Monday, 15 December 2014: 2:35 PM
Dustin Crandall, Magdalena Gill and Johnathan Moore, National Energy Technology Laboratory Morgantown, Morgantown, WV, United States
Flow in fractured shale is a topic of interest for both production from non-traditional fractured shale reservoirs and for estimating the leakage potential of sealing formations above geologic carbon dioxide repositories. The hydraulic aperture of a fracture quantifies how much fluid can be transported through a fracture, similarly to how permeability describes fluid flow through porous media. The advantage of defining the fracture hydraulic aperture as opposed to permeability, is that this property can be easily scaled up to fracture reservoir simulators. Many parameters affect the hydraulic aperture, however, including the fracture roughness, the physical aperture distribution, and the tortuosity of flow paths within the fracture.

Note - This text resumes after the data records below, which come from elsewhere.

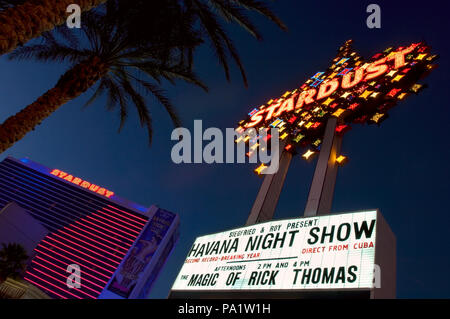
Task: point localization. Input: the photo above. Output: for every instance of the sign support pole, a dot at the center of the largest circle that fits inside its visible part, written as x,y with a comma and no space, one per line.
269,193
321,193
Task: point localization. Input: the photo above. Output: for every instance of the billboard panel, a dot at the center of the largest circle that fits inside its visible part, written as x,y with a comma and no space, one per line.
332,252
131,271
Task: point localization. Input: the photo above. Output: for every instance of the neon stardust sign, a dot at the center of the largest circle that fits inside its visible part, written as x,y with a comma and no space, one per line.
349,80
85,184
352,89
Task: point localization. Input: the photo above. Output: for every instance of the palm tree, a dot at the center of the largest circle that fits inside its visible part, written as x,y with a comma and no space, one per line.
208,15
29,20
115,59
23,22
4,4
13,259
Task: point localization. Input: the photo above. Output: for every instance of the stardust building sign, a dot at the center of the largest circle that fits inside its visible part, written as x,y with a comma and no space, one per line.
352,89
296,257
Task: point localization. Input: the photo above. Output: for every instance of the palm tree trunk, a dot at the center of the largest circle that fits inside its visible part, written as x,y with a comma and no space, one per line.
24,22
71,84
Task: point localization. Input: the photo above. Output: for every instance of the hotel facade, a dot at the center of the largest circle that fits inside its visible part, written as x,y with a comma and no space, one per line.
98,245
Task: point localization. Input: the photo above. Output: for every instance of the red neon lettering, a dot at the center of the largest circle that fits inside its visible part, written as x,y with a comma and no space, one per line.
85,184
271,109
376,69
94,187
328,88
306,97
347,84
55,172
62,174
256,118
287,106
109,193
399,57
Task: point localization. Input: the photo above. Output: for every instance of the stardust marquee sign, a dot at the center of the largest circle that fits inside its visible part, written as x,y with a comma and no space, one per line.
85,184
351,89
322,252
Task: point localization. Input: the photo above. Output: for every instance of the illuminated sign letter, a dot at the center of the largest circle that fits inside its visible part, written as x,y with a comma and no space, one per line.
256,118
399,57
328,88
271,109
347,84
287,106
306,97
376,69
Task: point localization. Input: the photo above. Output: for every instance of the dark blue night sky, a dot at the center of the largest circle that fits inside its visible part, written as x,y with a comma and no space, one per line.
402,167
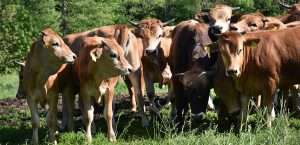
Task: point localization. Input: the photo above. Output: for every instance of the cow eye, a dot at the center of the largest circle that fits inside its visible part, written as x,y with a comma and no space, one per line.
55,44
253,25
113,55
239,52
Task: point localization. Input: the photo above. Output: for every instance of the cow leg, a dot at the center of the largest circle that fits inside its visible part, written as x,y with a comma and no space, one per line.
68,107
35,119
51,117
65,110
135,79
131,93
108,114
172,100
88,114
181,103
151,94
244,112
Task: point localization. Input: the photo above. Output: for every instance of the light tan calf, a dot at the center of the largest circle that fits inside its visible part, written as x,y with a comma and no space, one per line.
99,60
44,65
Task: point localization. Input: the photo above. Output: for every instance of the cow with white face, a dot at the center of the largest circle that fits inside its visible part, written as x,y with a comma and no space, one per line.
219,18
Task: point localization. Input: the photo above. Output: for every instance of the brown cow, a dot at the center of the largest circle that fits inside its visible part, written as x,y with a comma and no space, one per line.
188,39
155,56
293,13
99,60
45,63
129,43
256,22
270,54
219,18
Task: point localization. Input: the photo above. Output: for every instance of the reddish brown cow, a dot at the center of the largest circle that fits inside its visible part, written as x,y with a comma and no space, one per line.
256,22
293,13
270,54
44,77
219,18
129,43
99,60
155,56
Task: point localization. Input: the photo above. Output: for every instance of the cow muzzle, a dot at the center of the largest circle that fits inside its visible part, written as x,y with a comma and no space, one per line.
150,52
127,70
232,72
235,112
217,30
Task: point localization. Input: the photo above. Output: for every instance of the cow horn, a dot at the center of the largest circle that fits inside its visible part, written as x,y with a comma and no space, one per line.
135,24
168,22
205,10
285,5
20,63
235,8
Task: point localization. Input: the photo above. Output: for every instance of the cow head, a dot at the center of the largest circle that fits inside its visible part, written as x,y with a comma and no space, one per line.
249,23
55,47
219,18
232,46
20,92
107,56
151,32
294,10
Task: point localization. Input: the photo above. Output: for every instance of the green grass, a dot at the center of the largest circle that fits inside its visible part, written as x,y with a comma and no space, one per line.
15,128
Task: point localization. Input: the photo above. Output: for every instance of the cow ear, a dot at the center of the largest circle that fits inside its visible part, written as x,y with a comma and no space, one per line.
252,42
213,47
273,26
95,54
20,63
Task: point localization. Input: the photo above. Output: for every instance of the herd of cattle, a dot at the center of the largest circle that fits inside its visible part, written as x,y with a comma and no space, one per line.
190,58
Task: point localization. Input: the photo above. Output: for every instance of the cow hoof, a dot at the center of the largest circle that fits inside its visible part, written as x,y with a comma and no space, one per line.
93,128
154,111
133,110
88,138
63,127
112,139
145,122
198,117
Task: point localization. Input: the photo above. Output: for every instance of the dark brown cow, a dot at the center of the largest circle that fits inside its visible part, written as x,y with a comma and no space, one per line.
188,39
99,60
270,54
155,56
293,13
44,77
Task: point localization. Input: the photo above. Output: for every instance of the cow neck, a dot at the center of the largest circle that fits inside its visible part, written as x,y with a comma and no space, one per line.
40,66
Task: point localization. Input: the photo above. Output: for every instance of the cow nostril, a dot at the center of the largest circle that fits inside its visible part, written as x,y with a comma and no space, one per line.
235,113
234,28
74,57
130,70
231,72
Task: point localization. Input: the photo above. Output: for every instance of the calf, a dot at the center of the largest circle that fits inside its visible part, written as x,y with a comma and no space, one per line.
155,56
45,63
272,56
99,60
129,43
188,38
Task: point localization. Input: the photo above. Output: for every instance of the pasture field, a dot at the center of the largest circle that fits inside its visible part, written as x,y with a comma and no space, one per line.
15,125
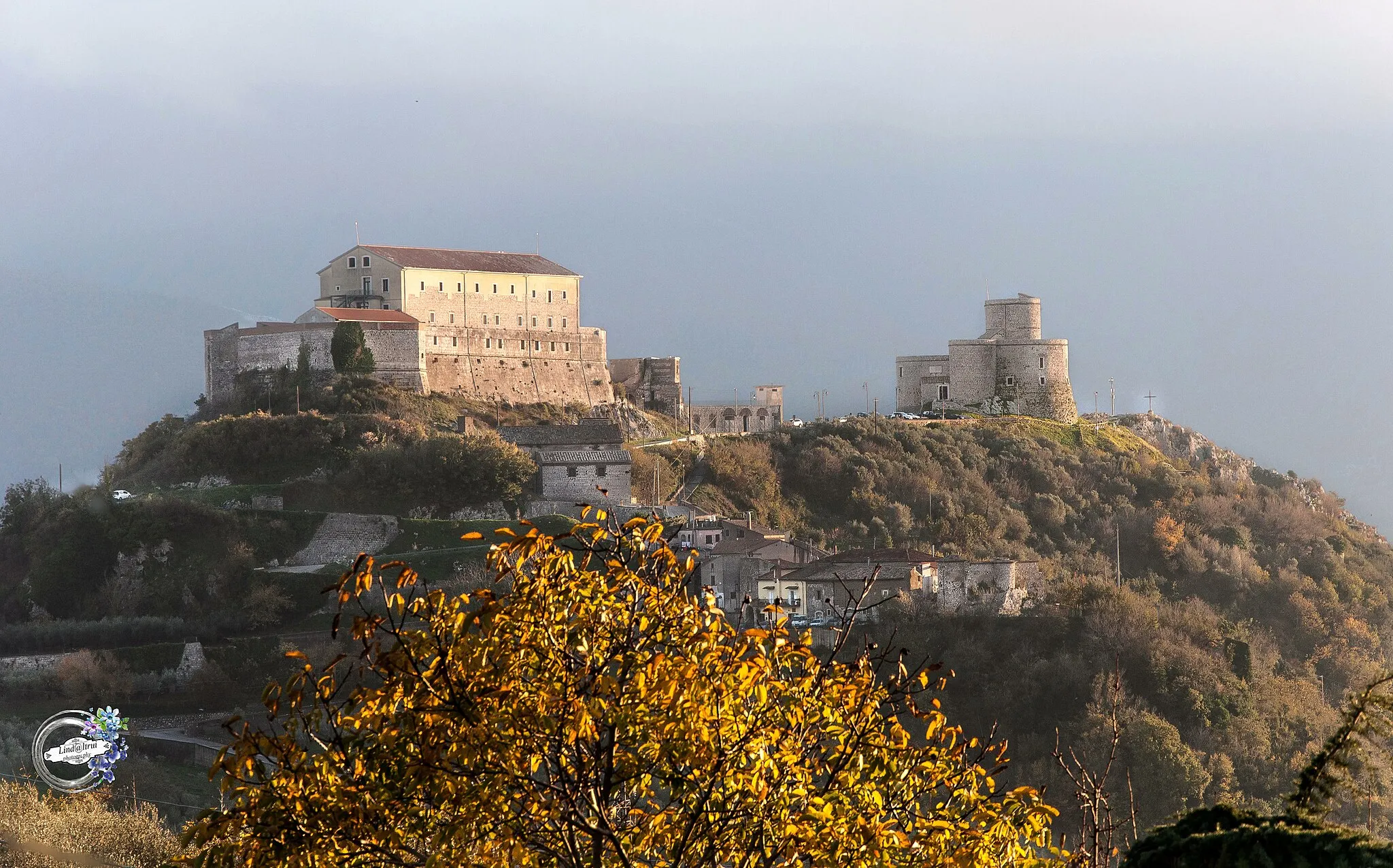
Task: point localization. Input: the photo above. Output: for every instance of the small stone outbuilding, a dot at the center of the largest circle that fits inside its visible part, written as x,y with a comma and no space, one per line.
583,463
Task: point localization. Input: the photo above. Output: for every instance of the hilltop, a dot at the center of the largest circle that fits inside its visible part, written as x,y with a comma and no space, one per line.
1245,605
1249,601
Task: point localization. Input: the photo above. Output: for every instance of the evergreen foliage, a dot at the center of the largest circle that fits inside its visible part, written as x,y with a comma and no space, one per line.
350,352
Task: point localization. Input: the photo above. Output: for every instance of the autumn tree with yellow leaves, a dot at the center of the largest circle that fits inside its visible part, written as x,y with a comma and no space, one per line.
587,711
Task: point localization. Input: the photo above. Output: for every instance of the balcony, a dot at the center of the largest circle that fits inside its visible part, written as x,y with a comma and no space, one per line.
371,301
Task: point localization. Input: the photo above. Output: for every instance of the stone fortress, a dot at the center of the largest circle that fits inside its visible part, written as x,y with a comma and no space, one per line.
656,384
489,325
1009,369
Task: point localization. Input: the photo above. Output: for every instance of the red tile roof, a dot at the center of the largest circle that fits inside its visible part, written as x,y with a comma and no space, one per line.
367,315
469,261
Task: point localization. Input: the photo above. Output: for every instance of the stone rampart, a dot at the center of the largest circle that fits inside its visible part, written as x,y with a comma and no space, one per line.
495,364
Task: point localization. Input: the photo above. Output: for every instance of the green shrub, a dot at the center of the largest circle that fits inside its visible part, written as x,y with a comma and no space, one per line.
349,349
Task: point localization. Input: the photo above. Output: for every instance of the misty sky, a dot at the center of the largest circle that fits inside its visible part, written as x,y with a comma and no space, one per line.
777,193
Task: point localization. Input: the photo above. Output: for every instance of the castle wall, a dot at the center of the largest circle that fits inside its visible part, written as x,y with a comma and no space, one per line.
1027,364
918,380
269,346
1013,318
971,371
520,367
652,384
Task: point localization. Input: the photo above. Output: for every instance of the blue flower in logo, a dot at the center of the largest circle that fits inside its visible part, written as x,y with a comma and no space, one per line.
107,725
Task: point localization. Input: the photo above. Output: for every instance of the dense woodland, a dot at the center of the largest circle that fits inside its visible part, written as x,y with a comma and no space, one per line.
1250,602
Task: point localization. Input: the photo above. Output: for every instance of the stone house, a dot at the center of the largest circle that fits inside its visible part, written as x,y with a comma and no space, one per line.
490,325
743,555
1010,368
828,586
952,584
575,461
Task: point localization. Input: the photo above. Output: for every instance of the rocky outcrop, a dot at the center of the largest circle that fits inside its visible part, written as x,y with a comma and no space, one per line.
1179,442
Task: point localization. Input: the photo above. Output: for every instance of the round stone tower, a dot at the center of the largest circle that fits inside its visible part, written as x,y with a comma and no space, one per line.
1011,367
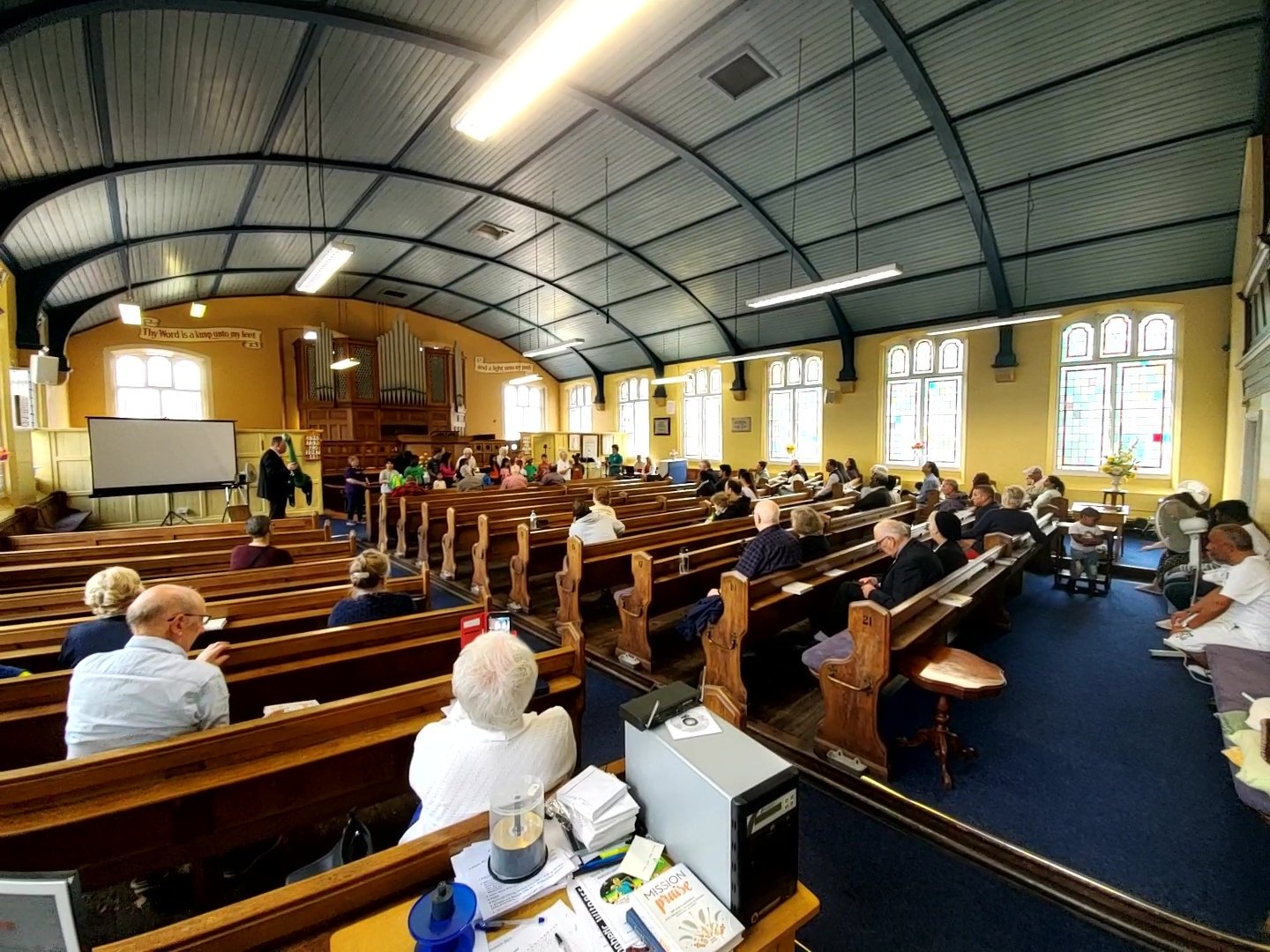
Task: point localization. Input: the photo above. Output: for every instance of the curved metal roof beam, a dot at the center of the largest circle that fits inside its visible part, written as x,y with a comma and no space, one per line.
41,280
80,308
22,198
28,18
888,31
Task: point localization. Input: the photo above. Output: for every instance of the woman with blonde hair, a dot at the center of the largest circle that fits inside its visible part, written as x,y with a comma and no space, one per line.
369,600
108,594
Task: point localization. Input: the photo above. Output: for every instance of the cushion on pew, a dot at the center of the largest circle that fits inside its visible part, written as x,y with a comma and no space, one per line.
836,649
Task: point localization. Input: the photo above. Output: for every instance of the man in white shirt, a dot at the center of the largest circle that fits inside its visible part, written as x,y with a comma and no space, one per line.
1237,614
487,736
149,689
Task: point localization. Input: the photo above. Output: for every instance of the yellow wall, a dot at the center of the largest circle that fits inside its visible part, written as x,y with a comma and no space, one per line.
1009,427
256,387
1250,227
19,480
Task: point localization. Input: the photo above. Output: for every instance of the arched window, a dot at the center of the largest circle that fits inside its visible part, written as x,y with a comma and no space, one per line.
580,398
1077,342
925,406
632,414
159,385
522,409
1117,398
703,415
794,409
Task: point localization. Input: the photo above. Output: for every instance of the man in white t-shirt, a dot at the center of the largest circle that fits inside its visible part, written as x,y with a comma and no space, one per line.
1237,614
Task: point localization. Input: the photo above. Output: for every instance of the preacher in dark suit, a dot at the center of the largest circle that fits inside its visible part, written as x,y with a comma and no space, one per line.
274,482
914,568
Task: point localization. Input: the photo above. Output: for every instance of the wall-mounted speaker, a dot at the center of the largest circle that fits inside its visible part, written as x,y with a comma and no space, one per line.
43,369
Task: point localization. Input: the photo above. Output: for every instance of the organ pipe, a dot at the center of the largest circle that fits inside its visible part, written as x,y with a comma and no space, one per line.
403,367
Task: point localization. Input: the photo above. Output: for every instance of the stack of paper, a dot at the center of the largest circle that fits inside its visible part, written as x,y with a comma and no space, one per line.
598,807
494,897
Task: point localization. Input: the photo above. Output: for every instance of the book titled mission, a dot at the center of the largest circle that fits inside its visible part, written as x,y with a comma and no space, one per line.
684,915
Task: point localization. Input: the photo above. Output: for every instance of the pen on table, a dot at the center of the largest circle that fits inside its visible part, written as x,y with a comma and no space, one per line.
655,704
490,925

The computed tomography (CT) and flow facility at NETL has conducted an analysis of the changes in both physical and hydraulic aperture as fractures were subjected to varying external confining stresses. Changes in fracture geometry were tracked through the use of non-destructive CT imaging, allowing the determination of the physical aperture distribution, while hydraulic fracture apertures were derived from experimental fracture flow measurements. In order to evaluate the effects of fracture roughness and geometry, two fractures with different degrees of roughness were used. Tests were conducted with locally sourced shale.

Experimental results show that the volume change in the fracture is a non-linear function of the confining pressure, and both physical and hydraulic apertures decrease rapidly as the fracture is first compressed.